Busy Until Later, but Two Things

It’s going to be a hard task for Republicans and Democrats to try and complain about Fitzgerald while praising him….

Let’s remember an essential fact in relation to what is going to happen with Fitzgerald’s investigation:

It is important for Luskin to get his defense started now because he knows that what one appeals court judge in the case called “the plot against Wilson” is going to become public when the prosecutor reveals everything he has already revealed only to the judges.

For some reason the press is skipping over the most telling evidence that is public–actual court documents.

In one sense, this case shows the greatest weakness of the two sides tell a story coverage too many in the media have argued is just balance. In this case, every sign is pointing towards a plot to discredit a man and one that used his wife’s covert status as a weapon. The surprise, given the one bit of information that can be gleaned from Fitzgerald, would be if a conspiracy indictment isn’t a part of what he hands down.

I Told You So

Remember my ranting about a guy named Marty who did the initial damage assessment in New Orleans and reported back to Nagin?

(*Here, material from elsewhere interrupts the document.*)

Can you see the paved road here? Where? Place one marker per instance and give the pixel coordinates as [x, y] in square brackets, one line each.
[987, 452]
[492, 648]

That was one Marty Bahamonde who testified before Congress yesterday

Bahamonde had just learned, as he huddled in New Orleans’ Superdome with evacuees, that Brown’s press secretary was fretting about blocking out time for the director to eat dinner at one of Baton Rouge’s busy restaurants that night.

“OH MY GOD!!!!!!!” Bahamonde messaged the co-worker. “I just ate an MRE” ? military rations ? “and crapped in the hallway of the Superdome along with 30,000 other close friends so I understand her concern about busy restaurants

I’d done a FOIA request, but apparently that was unnecessary.

I’d just like to point out that I said this guy was the key to the story since a couple days after Katrina hit. I’d don’t do much blog triumphalism, but in this case I was ranting to anyone who would listen that this guy was the key to understanding the entire situation in New Orleans.

He’s also a career civil servant and did his job. He deserves our thanks.